The inconspicuous Kropotkinsky Lane stretching parallel to the Garden Ring from Bolshoy Levshinsky Lane to Ostozhenka Street is almost lost in the maze of Arbat narrow streets. The lane (previously called Shtatny) was named after Pyotr Kropotkin (1842-1921), a famous geographer, traveler and theoretician of anarchist doctrine.
Surrounded by Soviet-era buildings, Kropotkinsky Lane nevertheless boasts several gems of old Moscow architecture. One of them is an old one-story mansion of light yellow color with the number 26. The house dates back to the early 19th century, when the plot belonged to Pyotr’s grandmother, Princess Gagarina.
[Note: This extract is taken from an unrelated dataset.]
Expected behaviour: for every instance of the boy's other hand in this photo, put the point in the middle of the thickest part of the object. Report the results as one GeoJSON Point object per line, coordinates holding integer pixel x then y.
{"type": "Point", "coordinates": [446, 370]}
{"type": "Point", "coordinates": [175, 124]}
A one-story wooden building commissioned by her was erected in 1817 in a classic Moscow style of that time. The main façade was decorated with 12 high narrowed windows and a main entrance, with an extended pediment in front of it, resting on six wooden Ionic columns.
Two decades later, the estate became the property of Ekaterina Sulima, the daughter of the hero of the Patriotic War of 1812, Nikolai Sulima, and the wife of Alexei Kropotkin, a member of an old princely family. Soon the mansion got a stone foundation, mezzanines and two extensions.
On November 27 (December 9 by the old calendar), 1842, the couple had a son, Pyotr, but he did not live there long: his mother died when the boy was three and a half years old, and his father decided to sell the mansion.
Over the next eight decades, the house changed owners until the building was nationalized in the late 1910s. After the death of Pyotr Kropotkin in February 1921, the Soviet Government decided to commemorate him: Shtatny Lane was named after the anarchist and the mansion got a memorial plaque made by the sculptor Sergei Merkurov,
On December 9, 1923, the house with the current number 26 was reopened as the Kropotkin Museum. Many followers and admirers of the anarchist teachings of Pyotr Kropotkin donated money for its foundation: George Bernard Shaw, Herbert George Wells and many others. By 1928, the institution included an extensive exhibition, a library and a recreated London office of Pyotr Alekseevich.
In the second half of the 1930s, the building was under the jurisdiction of the USSR Government, and in 1939, the museum was finally closed. Since 1972, the Kropotkin mansion has housed diplomatic missions.
In the mid-2000s, GlavUpDK carried out a complex restoration of the building to recreate its historical characteristics. During the restoration work, dilapidated wooden roof and roof structures were replaced, the water collection and heating systems were renovated, the façades were painted.
The plaster moldings in the reception room was restored and the plaster finish on the ceilings was replaced. Specialists managed to restore the door blocks of the first floor using surviving samples, and the front area of the interior acquired a holistic, ceremonial character.
The mansion is a regional cultural heritage site.